Tuesday, February 25, 2020

Touch Project: Cogito

"Touch, by clarifying and adding to the shorthand of the eyes, teaches us that we live i a three-dimensional world. We look at a photograph taken with someone we love at a small one-llama circus in a rural town, and remember the stickiness of that summer day, the feel of the llama insinuating its velvety nose into our shirt pocket, into our hand, under our arm, and around our chest, gently but irrepressibly looking for food....Touc allows us to find our way in the world of darkness or in other circumstances..."  
A Natural History of the Senses by Diane Ackerman, Page 94.

Cogito, Particle board, chicken wire, yarn, thread, 2020.

Within the piece 
various elements of memory are established, the chicken wire, particle board, the knit, and tassels. Each of these items holds a tactile relationship to a memory, when feeling these surfaces a memory is conjured. All of these materials remind me of my childhood, the particle board holds the same hollow luster of a school deskwhile the knitted element calls back to hospital visits and the blanket my parents would bring with us. I maintained a garden with a chicken wire fence and trellises and would constantly get snagged on the cut spokes. Lastly, the tassels are imitations of those that bordered curtains in my grandmother’s house, I would constantly run my fingers through the fibers.  
The organization and size of these surfaces in relation to one another reflects the mental clarity of these memories, while the texture of a school desk is a strong memory, compared to the other elements the relationship between the tactile experience and memory recall is not as strong. Where as the tassels, are an immediate signal to memories of my grandmother’s curtains.  
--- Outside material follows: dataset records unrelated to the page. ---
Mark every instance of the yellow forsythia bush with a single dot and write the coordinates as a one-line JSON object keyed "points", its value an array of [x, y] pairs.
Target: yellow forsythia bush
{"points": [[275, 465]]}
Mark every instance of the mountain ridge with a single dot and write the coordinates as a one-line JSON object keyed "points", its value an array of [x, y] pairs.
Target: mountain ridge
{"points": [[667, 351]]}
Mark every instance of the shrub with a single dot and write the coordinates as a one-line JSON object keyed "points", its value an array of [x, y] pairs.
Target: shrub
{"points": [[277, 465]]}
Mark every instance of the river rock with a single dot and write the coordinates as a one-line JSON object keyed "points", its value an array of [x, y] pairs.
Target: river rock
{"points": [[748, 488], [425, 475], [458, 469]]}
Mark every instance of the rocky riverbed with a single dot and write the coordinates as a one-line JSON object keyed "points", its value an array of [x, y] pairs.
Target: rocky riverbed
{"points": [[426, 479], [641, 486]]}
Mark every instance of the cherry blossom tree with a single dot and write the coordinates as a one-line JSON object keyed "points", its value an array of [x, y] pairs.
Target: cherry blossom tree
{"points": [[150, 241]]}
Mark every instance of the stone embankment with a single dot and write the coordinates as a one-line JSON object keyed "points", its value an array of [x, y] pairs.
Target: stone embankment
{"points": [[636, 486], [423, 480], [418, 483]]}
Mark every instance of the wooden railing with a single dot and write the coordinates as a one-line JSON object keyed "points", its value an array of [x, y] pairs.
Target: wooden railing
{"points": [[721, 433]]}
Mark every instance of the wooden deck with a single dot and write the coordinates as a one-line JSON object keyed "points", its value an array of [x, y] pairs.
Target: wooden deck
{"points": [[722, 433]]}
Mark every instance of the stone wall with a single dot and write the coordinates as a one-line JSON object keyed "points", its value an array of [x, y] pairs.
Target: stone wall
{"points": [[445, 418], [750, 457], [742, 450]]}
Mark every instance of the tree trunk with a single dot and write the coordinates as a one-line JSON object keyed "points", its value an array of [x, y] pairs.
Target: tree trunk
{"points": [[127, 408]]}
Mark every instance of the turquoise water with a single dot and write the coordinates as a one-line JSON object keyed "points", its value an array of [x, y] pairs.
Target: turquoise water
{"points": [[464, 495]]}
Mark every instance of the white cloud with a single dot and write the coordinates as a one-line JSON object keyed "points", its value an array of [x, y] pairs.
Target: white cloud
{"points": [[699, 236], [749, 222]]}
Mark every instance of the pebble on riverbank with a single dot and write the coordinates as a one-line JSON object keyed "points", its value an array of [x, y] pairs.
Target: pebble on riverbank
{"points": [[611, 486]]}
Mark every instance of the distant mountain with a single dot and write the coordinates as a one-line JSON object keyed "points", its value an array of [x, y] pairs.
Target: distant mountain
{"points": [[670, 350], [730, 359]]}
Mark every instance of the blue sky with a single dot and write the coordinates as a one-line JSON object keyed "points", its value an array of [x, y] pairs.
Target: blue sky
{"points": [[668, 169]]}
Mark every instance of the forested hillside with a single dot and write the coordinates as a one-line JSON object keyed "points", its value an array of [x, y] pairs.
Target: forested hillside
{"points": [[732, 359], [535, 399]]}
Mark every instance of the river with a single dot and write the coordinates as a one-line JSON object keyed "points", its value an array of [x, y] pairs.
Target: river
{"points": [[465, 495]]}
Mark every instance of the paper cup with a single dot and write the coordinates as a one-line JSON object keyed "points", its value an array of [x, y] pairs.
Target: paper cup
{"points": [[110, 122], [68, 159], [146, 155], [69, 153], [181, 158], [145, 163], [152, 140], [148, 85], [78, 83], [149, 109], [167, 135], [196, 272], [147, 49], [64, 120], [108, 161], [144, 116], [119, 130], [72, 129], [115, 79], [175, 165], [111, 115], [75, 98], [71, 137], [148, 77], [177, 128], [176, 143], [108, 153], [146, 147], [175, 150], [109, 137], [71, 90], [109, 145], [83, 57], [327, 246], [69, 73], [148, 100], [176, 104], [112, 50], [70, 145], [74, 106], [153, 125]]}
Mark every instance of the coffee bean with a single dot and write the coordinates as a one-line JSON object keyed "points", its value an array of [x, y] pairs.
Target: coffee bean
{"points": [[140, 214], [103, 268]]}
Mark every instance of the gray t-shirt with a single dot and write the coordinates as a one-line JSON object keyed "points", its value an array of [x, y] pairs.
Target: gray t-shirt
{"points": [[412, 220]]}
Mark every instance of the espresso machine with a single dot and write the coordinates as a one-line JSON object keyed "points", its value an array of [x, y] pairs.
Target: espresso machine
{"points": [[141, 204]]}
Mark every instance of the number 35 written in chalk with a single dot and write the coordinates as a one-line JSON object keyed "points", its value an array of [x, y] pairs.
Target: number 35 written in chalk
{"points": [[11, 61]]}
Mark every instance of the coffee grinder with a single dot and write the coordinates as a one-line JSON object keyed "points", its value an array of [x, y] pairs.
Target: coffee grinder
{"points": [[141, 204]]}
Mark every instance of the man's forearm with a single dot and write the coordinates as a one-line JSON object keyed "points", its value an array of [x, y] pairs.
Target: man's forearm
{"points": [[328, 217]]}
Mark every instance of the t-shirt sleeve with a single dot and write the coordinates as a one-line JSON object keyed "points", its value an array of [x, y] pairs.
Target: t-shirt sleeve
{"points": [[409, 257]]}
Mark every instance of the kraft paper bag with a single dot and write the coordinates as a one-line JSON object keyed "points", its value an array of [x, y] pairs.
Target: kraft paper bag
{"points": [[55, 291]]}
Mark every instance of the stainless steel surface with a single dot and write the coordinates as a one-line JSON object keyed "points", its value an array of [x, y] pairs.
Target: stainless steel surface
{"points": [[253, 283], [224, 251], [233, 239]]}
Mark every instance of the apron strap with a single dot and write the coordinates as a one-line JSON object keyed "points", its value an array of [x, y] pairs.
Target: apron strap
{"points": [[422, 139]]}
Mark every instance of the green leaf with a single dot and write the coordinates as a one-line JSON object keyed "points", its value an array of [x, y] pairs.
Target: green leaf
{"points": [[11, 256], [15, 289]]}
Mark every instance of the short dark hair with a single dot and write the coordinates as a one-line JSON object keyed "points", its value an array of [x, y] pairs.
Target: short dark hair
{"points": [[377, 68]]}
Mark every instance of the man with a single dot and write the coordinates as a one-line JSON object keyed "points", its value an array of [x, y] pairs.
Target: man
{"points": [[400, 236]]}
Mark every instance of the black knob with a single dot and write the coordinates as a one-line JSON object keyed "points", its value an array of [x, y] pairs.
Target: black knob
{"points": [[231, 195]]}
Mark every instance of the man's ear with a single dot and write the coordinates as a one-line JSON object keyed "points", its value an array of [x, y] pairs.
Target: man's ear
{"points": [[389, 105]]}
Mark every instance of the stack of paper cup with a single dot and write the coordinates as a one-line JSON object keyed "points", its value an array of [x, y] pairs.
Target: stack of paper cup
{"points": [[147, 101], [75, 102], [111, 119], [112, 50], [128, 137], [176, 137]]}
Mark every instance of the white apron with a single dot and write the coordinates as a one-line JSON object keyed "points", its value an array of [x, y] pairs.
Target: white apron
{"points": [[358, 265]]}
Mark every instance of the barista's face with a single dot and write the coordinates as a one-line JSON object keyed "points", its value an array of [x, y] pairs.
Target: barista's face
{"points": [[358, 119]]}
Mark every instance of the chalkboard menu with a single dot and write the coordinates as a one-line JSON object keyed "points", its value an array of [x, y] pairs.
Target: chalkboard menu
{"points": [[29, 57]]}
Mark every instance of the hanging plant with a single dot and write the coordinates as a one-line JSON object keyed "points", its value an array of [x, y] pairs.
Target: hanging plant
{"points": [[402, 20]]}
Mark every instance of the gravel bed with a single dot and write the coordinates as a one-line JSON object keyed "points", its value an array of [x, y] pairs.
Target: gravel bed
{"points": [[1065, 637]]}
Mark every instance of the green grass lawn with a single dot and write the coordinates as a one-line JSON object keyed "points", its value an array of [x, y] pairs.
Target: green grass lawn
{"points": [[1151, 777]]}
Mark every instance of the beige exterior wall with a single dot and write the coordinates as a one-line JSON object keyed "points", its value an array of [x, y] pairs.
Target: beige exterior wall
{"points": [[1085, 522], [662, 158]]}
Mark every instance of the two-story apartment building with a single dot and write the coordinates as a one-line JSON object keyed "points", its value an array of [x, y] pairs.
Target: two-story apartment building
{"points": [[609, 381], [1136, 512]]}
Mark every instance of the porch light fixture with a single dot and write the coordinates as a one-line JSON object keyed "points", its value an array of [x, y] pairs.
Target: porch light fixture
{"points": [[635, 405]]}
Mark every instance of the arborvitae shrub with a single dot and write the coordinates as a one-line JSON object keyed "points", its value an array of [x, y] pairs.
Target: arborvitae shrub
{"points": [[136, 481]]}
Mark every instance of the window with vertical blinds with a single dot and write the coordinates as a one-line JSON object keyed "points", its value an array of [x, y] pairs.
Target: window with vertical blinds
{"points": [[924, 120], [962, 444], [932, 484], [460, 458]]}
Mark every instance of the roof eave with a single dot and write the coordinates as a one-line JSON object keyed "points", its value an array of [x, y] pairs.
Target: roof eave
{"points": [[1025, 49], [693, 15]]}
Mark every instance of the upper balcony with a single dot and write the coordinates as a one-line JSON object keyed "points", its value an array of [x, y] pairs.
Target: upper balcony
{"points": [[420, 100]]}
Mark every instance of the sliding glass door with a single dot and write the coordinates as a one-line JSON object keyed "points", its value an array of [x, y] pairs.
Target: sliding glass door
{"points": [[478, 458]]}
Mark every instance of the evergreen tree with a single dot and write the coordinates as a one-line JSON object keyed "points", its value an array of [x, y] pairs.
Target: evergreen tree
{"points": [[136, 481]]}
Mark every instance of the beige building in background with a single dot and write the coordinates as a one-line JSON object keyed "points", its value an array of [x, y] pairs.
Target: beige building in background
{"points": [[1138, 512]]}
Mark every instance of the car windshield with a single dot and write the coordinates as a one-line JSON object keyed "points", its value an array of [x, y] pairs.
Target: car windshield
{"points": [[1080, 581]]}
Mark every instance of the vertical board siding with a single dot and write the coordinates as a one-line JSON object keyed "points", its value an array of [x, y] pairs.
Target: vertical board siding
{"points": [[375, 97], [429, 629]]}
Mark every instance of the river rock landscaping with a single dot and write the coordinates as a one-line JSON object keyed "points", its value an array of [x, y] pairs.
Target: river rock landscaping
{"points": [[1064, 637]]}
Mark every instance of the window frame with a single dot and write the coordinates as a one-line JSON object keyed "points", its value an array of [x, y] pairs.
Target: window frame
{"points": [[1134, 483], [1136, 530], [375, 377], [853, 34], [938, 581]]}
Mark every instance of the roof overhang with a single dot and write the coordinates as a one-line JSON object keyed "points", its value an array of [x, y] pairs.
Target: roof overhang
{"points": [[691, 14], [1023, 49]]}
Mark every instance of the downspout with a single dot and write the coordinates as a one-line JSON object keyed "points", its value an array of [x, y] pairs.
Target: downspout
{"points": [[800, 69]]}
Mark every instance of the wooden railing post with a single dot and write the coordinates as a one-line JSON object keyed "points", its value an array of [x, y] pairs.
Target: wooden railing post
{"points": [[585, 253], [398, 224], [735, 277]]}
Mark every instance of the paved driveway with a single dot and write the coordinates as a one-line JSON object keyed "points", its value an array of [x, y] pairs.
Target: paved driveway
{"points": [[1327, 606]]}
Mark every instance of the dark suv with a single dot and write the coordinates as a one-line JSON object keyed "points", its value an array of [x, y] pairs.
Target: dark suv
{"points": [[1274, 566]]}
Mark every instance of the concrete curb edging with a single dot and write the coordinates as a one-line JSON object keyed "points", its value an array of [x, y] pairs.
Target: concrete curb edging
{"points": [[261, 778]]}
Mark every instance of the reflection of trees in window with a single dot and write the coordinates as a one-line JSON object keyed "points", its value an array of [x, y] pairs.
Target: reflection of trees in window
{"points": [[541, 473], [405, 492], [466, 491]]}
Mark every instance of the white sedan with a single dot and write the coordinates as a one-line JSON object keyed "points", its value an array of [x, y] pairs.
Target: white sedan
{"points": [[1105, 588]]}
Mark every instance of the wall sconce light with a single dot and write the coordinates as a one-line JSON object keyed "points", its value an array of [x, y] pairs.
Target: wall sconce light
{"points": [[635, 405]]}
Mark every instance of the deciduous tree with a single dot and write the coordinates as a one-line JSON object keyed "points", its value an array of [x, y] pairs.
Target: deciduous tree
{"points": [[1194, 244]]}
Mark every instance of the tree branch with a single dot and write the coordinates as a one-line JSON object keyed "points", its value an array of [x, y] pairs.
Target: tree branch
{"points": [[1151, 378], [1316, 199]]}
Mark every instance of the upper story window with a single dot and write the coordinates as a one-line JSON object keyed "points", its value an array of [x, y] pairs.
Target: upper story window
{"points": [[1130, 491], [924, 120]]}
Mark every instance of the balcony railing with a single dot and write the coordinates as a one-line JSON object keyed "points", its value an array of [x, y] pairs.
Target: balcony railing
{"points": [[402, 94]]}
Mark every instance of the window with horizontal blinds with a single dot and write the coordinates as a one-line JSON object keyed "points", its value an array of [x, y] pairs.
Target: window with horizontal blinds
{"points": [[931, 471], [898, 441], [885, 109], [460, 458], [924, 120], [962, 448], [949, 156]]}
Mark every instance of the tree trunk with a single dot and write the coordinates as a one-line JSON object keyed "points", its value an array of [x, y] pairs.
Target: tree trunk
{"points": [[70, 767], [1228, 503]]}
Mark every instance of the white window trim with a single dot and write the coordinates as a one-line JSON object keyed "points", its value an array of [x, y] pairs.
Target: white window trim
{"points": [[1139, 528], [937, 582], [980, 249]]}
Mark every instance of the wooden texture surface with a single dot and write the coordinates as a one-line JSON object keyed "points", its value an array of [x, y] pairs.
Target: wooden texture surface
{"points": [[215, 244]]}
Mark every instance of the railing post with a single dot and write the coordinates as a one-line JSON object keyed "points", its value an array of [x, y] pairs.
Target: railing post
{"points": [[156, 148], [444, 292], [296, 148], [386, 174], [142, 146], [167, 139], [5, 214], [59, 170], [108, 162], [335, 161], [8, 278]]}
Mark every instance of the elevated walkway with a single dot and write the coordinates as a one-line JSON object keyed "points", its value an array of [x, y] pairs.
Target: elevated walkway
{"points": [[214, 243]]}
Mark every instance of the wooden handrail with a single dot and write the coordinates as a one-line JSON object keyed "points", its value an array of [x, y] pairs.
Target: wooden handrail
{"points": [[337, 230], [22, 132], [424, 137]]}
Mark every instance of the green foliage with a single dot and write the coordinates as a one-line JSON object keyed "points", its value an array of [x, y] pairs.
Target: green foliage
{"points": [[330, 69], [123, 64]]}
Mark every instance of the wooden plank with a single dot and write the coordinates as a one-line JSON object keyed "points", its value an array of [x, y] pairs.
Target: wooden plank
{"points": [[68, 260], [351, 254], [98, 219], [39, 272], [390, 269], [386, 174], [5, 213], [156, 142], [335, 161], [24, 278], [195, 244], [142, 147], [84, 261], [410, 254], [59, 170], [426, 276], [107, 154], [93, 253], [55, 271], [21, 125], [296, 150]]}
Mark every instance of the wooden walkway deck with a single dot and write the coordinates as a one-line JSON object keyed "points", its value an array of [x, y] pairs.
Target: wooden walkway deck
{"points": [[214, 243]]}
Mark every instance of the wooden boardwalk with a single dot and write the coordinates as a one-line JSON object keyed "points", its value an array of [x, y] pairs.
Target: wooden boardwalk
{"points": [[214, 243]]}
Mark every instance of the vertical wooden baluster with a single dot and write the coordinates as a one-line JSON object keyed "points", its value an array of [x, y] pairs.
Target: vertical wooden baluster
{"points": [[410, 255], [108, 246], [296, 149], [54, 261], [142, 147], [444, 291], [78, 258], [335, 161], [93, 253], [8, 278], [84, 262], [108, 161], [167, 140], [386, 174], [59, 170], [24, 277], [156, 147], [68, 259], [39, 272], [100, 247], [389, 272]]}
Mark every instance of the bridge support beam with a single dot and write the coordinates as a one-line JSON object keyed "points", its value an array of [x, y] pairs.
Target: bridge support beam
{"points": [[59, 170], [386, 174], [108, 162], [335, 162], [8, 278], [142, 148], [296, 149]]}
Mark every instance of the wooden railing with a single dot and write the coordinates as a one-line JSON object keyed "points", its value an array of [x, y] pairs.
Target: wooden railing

Touch Project: Utility of Surface Series


"At the age of twenty-eight her arthritis was so acute that she had to loosen up her hands before each performance by baking them in gloves of warm wax. In time the pain grew too stubborn, and she gave up preforming for teaching. for long term sufferers, 'Pain is greedy, boorish, meanly debilitating,' as neurologist Russell Martin says in Matters Gray and White. 'It is cruel and calamitous and often constant, and, as its Latin root poena implies, it is the corporeal punishment each of us ultimately suffers for being alive.'" 
A Natural History of the Senses by Diane Ackerman,page 106 

Food related objects, group.
Walking related object, pair of shoes.
Drinking related objects, group.

Writing related objects, group.

 As someone with disabilities that limit movement, cause severe joint pain, and affect my ability to do simple tasks, many daily tasks and simple objects are difficult or painful to use and interact with. The colored glass shards are used as an indicator of pain, and occupy spaces on the objects that you naturally go to in order to use them  or are required to touch to use the objects. The implied sensation being that, to use these items you must fully touch a surface that will absolutely cause harm 
The glass is used not only to convey the physical sensations I experience by using these items, but also to direct the viewer to further examine the forms and operations of these objects. Acting as a deterrent to regular ways of interaction and use, the restriction of surfaces in the series  calls attentions to other modes of using what are considered simple objects by a majority of people.  

Twistys 01, Plastic medication bottle, stained glass, glue, 2020.
Detail of Twistys 01.
Mark Maker 01, Pen, stained glass, glue, 2020.
Eating 01, Metal fork, stained glass, glue, 2020.
Detail of Eating 01.
Eating 02, Metal spoon, stained glass, glue, 2020.
Eating 03, Metal knife, stained glass, glue, 2020.
Drinking 01, Stoneware, Stained glass, glue, 2020.
Detail of Drinking 01.
Meal Prep 01, Aluminum can, stained glass, glue, 2020.

Detail of Meal Prep 01.

Walking 01, Pair of shoes, stained glass, glue, 2020.